What’s in Your All-Hazards Plan?

In Boston they were prepared. Are you?

The bombs went off, one after the other. There was the potential more would explode, or some other threat would come to pass. The EMS providers were prepared for athletes, and an occasional bystander injury. But special events with big crowds mean rescuers must be prepared for any type of emergency.

In Boston on April 15, the scene evolved within seconds from marathon medicine to bomb and blast injuries, and EMS responders performed in the midst of hundreds of cameras. They did so with the highest level of professionalism.

Big Events, Bigger Risks

All-hazards preparedness begins with assessment of the community and preparation of emergency response personnel. It means EMS organizations and their individual EMTs must be prepared for responding to mass-casualty events of any cause, and have triage, treatment and transportation plans in place for all contingencies. An all-hazards plan means everyone understands the basic steps of scene safety, triage, primary interventions and transportation.

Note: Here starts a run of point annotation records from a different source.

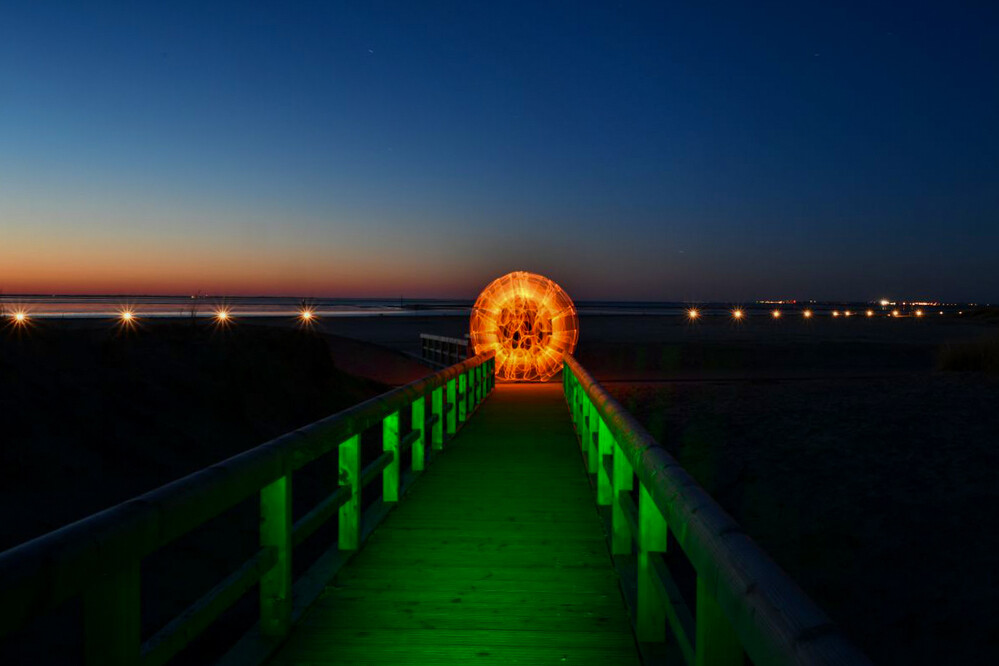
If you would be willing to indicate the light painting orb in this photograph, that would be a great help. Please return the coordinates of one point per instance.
(529, 321)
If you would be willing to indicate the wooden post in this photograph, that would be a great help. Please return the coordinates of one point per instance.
(605, 447)
(716, 642)
(350, 512)
(452, 402)
(419, 452)
(593, 428)
(623, 482)
(111, 619)
(462, 397)
(437, 405)
(651, 620)
(390, 442)
(275, 531)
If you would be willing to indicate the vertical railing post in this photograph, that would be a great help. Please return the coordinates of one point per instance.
(716, 641)
(419, 421)
(623, 482)
(651, 620)
(390, 442)
(462, 397)
(437, 432)
(350, 512)
(275, 532)
(452, 407)
(111, 615)
(605, 447)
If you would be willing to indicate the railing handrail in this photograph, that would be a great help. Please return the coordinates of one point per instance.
(40, 574)
(774, 620)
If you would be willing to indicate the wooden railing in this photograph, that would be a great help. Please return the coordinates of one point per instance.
(98, 558)
(745, 604)
(443, 350)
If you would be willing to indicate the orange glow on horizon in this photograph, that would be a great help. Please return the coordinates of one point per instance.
(528, 321)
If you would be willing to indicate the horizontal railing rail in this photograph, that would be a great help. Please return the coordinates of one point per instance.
(98, 558)
(745, 604)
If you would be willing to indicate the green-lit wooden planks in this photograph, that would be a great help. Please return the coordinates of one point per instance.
(497, 554)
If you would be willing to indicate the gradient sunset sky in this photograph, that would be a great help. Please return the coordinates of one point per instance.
(675, 151)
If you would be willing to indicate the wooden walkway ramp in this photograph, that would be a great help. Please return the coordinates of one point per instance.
(497, 554)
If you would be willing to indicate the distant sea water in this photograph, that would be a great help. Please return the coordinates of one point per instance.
(276, 306)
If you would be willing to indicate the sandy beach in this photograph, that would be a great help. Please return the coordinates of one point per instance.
(863, 470)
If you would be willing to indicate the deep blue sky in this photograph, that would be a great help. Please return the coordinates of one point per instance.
(710, 150)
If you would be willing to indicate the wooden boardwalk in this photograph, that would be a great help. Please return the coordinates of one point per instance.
(497, 554)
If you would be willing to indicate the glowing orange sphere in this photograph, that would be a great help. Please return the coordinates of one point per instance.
(529, 321)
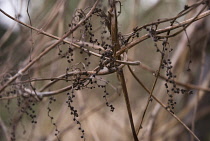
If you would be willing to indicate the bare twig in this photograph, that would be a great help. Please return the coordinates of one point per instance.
(21, 71)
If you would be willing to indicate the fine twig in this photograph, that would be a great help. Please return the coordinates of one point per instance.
(21, 71)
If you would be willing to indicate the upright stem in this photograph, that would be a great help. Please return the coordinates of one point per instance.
(116, 47)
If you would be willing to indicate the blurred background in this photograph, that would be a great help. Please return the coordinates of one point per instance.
(18, 45)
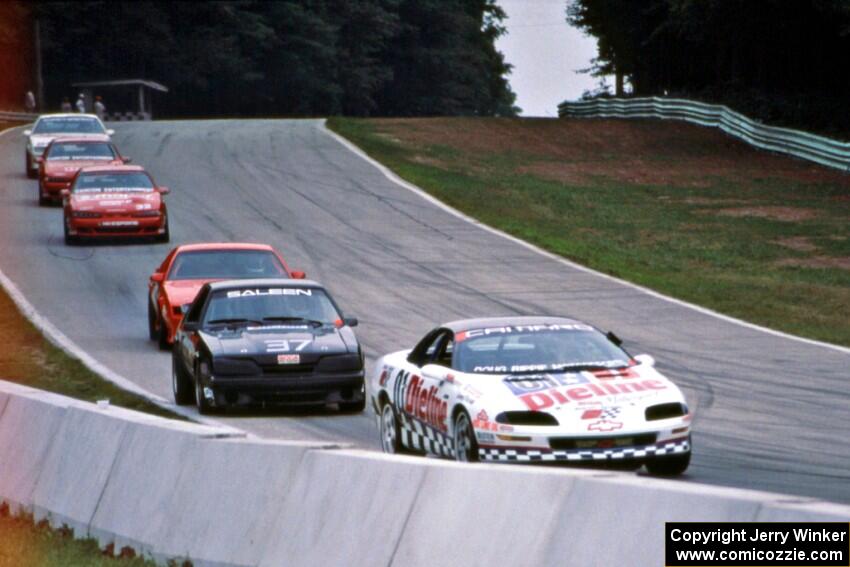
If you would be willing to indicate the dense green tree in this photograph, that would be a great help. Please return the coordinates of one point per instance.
(286, 57)
(784, 60)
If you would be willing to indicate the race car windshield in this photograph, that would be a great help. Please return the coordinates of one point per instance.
(271, 306)
(132, 182)
(571, 348)
(226, 265)
(68, 126)
(87, 151)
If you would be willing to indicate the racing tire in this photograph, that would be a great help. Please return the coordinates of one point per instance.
(353, 407)
(166, 236)
(670, 465)
(204, 407)
(181, 383)
(153, 333)
(162, 335)
(42, 200)
(69, 239)
(30, 173)
(466, 446)
(390, 431)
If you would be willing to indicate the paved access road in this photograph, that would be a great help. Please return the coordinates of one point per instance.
(772, 413)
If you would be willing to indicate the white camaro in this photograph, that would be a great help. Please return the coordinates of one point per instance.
(529, 389)
(50, 126)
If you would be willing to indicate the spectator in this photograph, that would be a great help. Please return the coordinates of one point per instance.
(29, 102)
(99, 107)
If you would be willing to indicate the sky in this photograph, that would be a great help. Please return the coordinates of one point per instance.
(546, 52)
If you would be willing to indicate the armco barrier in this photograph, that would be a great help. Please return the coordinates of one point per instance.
(819, 149)
(174, 489)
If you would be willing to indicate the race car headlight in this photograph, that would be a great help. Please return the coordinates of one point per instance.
(665, 411)
(340, 363)
(235, 366)
(526, 418)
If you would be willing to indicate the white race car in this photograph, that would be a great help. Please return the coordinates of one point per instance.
(528, 389)
(50, 126)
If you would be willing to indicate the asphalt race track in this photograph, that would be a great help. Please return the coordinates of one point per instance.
(771, 411)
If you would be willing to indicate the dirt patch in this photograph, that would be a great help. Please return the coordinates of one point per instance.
(798, 243)
(785, 214)
(649, 152)
(818, 262)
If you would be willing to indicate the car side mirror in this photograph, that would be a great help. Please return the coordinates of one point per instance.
(646, 359)
(614, 338)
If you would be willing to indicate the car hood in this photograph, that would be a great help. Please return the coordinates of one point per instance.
(597, 401)
(116, 202)
(68, 168)
(262, 342)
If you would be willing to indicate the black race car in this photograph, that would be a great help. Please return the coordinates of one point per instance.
(266, 341)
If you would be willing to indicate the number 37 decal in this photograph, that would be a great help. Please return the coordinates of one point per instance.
(287, 345)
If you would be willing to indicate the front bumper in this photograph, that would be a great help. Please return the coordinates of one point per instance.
(310, 389)
(112, 227)
(635, 453)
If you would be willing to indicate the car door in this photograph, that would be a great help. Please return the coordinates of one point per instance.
(426, 395)
(187, 338)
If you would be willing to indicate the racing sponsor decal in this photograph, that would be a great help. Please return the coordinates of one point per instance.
(419, 401)
(604, 413)
(605, 425)
(519, 385)
(539, 400)
(286, 345)
(269, 291)
(510, 329)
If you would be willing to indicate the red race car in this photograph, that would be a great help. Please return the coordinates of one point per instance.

Start with identification of high-risk major events and likely scenarios. As in Boston, many communities have large events for which EMS providers must be accountable. Common ones are fairs, festivals, and athletic, faith-based and entertainment events. Each of these events requires a large-event plan. Contained within that must be contingencies for weather, acts of violence and unplanned structural problems (e.g., bleacher collapse at an athletic event, accidental carbon monoxide release). All event plans should address an element of unknown risks, and specify how further levels of resources can be tapped. EMS providers are typically assigned duties for planned medical events. Those personnel must serve as the center point of an MCI response should the unexpected occur.

Preparation of Personnel

Emergency providers must have three elements of preparedness firmly in place.

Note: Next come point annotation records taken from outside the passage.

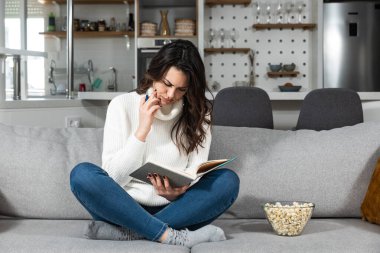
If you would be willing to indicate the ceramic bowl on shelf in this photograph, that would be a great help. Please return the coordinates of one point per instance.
(275, 67)
(289, 67)
(289, 88)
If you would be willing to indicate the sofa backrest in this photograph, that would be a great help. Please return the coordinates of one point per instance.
(329, 168)
(35, 163)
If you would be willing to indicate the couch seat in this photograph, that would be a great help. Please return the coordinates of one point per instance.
(66, 236)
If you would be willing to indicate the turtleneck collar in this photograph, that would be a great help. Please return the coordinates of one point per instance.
(167, 112)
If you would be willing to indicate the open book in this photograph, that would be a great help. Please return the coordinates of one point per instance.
(178, 178)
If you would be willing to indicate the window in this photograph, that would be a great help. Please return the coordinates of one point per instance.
(22, 32)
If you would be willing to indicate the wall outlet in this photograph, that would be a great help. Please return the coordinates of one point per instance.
(72, 121)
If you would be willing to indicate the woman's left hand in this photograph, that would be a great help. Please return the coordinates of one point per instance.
(164, 189)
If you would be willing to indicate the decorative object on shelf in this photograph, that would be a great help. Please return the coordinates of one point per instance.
(289, 87)
(275, 67)
(51, 22)
(273, 74)
(131, 22)
(300, 5)
(148, 29)
(211, 37)
(101, 25)
(289, 67)
(112, 24)
(257, 9)
(305, 26)
(164, 25)
(184, 27)
(76, 25)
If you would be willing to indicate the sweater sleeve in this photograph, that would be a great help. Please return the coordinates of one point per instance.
(122, 151)
(201, 155)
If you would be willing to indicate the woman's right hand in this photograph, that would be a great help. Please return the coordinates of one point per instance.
(146, 115)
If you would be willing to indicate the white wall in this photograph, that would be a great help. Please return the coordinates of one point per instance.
(54, 117)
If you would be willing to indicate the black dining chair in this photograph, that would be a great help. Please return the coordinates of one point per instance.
(328, 108)
(243, 107)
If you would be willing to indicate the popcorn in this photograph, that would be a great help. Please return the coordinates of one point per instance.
(288, 219)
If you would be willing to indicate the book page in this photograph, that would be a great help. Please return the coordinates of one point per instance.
(206, 166)
(176, 177)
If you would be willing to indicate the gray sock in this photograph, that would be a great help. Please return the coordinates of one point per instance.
(209, 233)
(99, 230)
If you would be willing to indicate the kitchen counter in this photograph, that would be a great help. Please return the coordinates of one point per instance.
(365, 96)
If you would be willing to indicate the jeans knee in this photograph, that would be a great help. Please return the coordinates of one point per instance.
(79, 173)
(231, 182)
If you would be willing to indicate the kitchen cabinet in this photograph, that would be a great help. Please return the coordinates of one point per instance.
(87, 1)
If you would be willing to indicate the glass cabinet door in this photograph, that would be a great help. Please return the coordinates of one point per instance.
(35, 44)
(23, 44)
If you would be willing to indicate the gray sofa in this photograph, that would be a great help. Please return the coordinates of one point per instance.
(330, 168)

  • Caregivers must be a flexible resource. With all-hazards training, EMTs and others can be used to provide care for a wide variety of medical problems, even those that change quickly. Day-to-day management of emergency medical problems provides the basis for this flexibility.
  • Emergency providers must be provided with appropriate personal protective equipment and trained in its use. The elements of PPE (masks, gloves, gowns, eye protection) may change over time and even during an incident, but all personnel must have those measures of protection available. In Boston, providers were equipped primarily to manage running injuries, heat illnesses and metabolic stress. But the boxes of gloves and sports dressings were quickly adaptable for the treatment of bomb and blast injuries.
  • All providers must be trained in recognizing unsafe incident scenes as part of their general preparedness for work in the field. They must know when to back away if a scene is not safe, and be capable of working within the National Response Framework and an incident management system. Day-to-day use of Incident Command principles provides the basis of this skill. At the Boston Marathon finish line, a variety of medical providers already had vests in place that identified their places in the incident and medical management systems. The responsible individuals could quickly adapt the management structure to the bombing incident.

Provision of initial emergency care for multiple victims requires providers to recognize the event that’s occurred, and for someone to declare that operations have switched from routine to extranormal. This is easier to do when a bomb has detonated or thunderstorm winds have just collapsed a tent onto a big crowd.

Care must begin with the basic elements of triage. Rapid evaluation and a few primary interventions will minimize the loss of life among those closest to the event. EMS providers must be prepared to do this evaluation with no medical equipment; most medical triage systems (START, SALT and others) allow for that to occur with just a pair of gloves.